For supragranular and infragranular layers we used a distribution of σE = 15° for
local intracortical excitatory inputs, σI = 40° for local intracortical inhibitory inputs, and σE = 20° for feedforward iso-oriented inputs (from granular and supragranular layers, respectively; see Supplemental Experimental Procedures). For the granular layer we used σE = 30° for local intracortical excitatory inputs, σI = 40° for local intracortical inhibitory inputs, and σE = 20° for the inputs from infragranular layers. As shown in Figure 6A, the specific structure of synaptic connectivity within and between layers ensures model mean noise correlations RG7204 order in the 0°–30° orientation range that were highly consistent with experimental data for each layer.
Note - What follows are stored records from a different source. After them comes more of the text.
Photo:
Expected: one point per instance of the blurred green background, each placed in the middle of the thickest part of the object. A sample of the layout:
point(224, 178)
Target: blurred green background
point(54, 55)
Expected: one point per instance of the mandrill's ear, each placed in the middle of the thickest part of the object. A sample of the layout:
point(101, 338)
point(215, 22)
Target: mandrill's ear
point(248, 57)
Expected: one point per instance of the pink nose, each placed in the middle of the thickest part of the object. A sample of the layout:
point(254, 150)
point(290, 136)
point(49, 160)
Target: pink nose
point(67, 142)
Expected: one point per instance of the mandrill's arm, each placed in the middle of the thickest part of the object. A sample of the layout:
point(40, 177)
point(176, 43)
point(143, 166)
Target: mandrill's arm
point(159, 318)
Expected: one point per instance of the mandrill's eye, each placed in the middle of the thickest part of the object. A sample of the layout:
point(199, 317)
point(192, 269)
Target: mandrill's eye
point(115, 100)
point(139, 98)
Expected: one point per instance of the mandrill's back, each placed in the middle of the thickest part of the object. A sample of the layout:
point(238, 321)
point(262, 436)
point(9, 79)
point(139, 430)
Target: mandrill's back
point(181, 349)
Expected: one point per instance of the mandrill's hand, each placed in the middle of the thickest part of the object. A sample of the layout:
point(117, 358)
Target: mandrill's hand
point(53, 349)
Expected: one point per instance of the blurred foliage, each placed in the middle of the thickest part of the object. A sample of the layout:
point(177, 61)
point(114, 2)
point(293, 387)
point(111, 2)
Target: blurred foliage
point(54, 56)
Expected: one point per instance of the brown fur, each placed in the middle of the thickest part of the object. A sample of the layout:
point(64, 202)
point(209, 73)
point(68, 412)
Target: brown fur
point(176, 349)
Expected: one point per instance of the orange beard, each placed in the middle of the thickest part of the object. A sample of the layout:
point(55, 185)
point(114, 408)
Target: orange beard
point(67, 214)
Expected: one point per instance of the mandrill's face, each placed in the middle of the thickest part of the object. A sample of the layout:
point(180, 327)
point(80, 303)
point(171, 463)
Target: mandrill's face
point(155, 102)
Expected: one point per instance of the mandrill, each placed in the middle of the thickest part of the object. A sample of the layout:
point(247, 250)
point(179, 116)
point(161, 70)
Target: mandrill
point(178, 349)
Indeed, despite the fact see more that granular layer neurons receive highly correlated inputs from the infragranular layer, the structure of synaptic connectivity, i.e., the broad tuning of excitatory intracortical inputs, decorrelates responses. In turn, neurons in supragranular
layers, where the tuning of excitatory intracortical inputs is narrower, show an increase in correlated variability although their inputs are only weakly correlated. The noise correlation values obtained using our three-layer model are consistent with those obtained experimentally, i.e., correlations in supragranular and infragranular layers are significantly greater than those in the granular layer (one-way ANOVA, F (2, 115,638) = 72,346.16, p < 0.00001; post hoc multicomparison, Tukey’s least significant difference), but statistically indistinguishable between each other (p > 0.05). Do laminar difference in noise correlations influence the information encoded in population activity in each layer? A measure of the accuracy
of population coding is the network discrimination threshold (inversely proportional to the square Mannose-binding protein-associated serine protease root of Fisher information) (Abbott and Dayan, 1999), which we computed by using a linear decoder of stimulus orientation (Seriès et al., 2004; Chelaru and Dragoi, 2008). Orientation discrimination performance for each layer was estimated by decoding the spike counts in each layer obtained when bar stimuli of two nearby orientations (90° and 92°) were presented for 504 trials of 0.5 s each (Figure 6B). The decoder was trained to maximize the Fisher information of population responses (Abbott and Dayan, 1999; Seriès et al., 2004; Chelaru and Dragoi, 2008) and, as a result, minimize the discrimination threshold between two adjacent stimulus orientations (Supplemental Experimental Procedures).